In the midst of her grief, Rahenkamp said she is trying to organize a public memorial for her son, who had many friends in the area. She said her son would probably prefer to throw a party.

Rahenkamp said she and other family members had gathered around her son's bed as he died on Monday afternoon.

"We were singing 'Amazing Grace' to him as he passed," she said. "This is not something we could have ever imagined in our wildest dreams."

Rahenkamp said she is normally a quiet, conservative person compared to her outgoing, colorful son.

"Jeff's message to this community is that you can rise above whatever you are in this life," she said, adding that she was amazed that more than 100 people showed up at the hospital to wish her son well.

"Many of them told me how Jeff had positively impacted their lives, even when they were at their lowest — people who just came by to say they love him and say how much he meant to them," she said.

Her son went to the emergency room for the first time on June 24, the same day his father, 66-year-old Gene Rahenkamp, went in the hospital for knee surgery.

Rahenkamp said her son had pneumonia, and doctors initially thought he had suffered a stroke, but an MRI ruled out that diagnosis.

Tests on Rahenkamp's spinal fluid revealed the herpes virus, she said.

Rahenkamp said the virus has a 1 in 500,000 chance of traveling to the brain.

Dr. John Townes, an infectious disease specialist at Oregon Health & Science University in Portland, said a majority of people have the herpes simplex virus Type 1 by the time they are adults.

"Almost everybody has it whether they know it or not," he said.

Most children have the virus, which usually lays dormant but can be reactivated later, Townes said.

Symptoms of the virus are usually sores around the lips, but in certain rare instances the virus can travel up a nerve leading to the cranium. Once in the brain, the virus is difficult to treat.
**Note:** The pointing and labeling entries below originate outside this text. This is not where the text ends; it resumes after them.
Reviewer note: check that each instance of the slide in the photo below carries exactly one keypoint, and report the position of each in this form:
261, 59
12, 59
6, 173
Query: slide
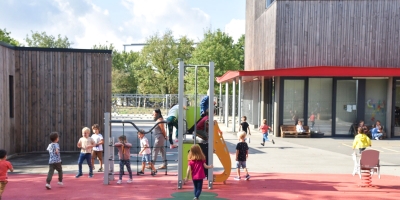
221, 150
"There is a very high mortality associated with the necrotizing inflammatory reaction that takes place in the brain," Townes said.

Townes, who did not treat Rahenkamp, said he sees only about one case of the herpes virus in the brain during a given year.
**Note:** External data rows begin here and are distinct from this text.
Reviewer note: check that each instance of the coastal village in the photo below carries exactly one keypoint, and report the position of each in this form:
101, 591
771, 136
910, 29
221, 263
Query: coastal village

He said there are no known methods to prevent the virus from attacking the brain.

Rahenkamp didn't have insurance, and friends are trying to gather funds to help pay his medical bills. A medical fund has been set up at Rogue Federal Credit Union. The fund number is 1530170.

Donations toward Rahenkamp's medical fund also can be made online at www.orcaseo.com/official-funding-page-for-jeffs-medical-fund.
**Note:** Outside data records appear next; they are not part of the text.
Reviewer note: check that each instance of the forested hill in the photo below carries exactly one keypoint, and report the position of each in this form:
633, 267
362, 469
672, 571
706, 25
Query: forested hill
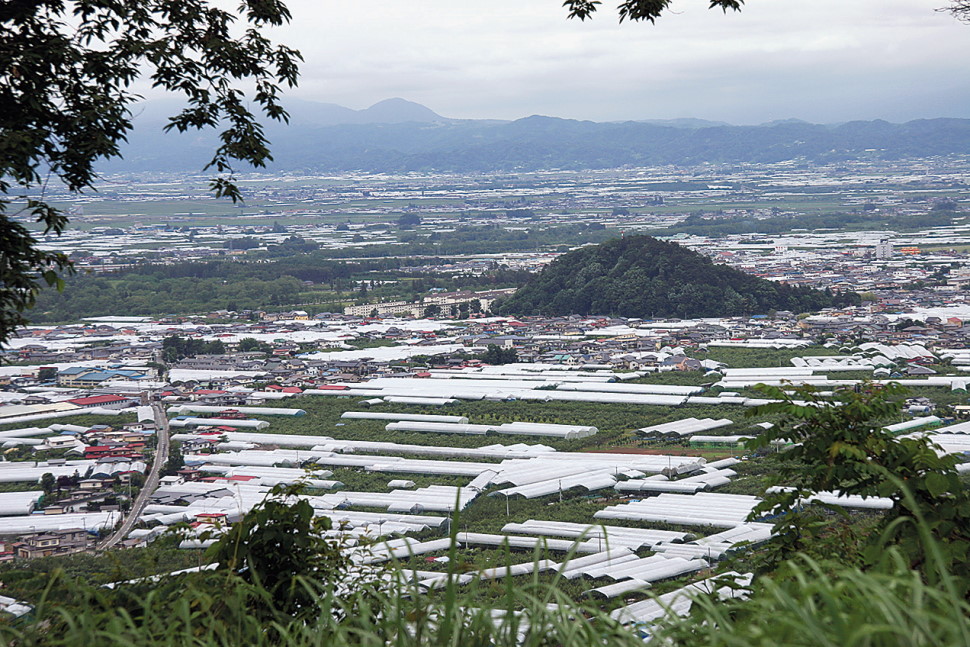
640, 276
David Parnell, owner of 42 Degrees Smoke Shop, said the store's annual 710 sale will donate its proceeds to Rahenkamp's medical bills.

The store, at 613 E. Main St., will start the sale today at 10 a.m. Glass-blowing and other activities will be featured throughout the day, and many of the glass pieces will be auctioned.

Parnell said the display cases in his store were purchased from Rahenkamp, who formerly had a tattoo shop and smoke shop in Yreka.

"He's one of our really close friends," he said.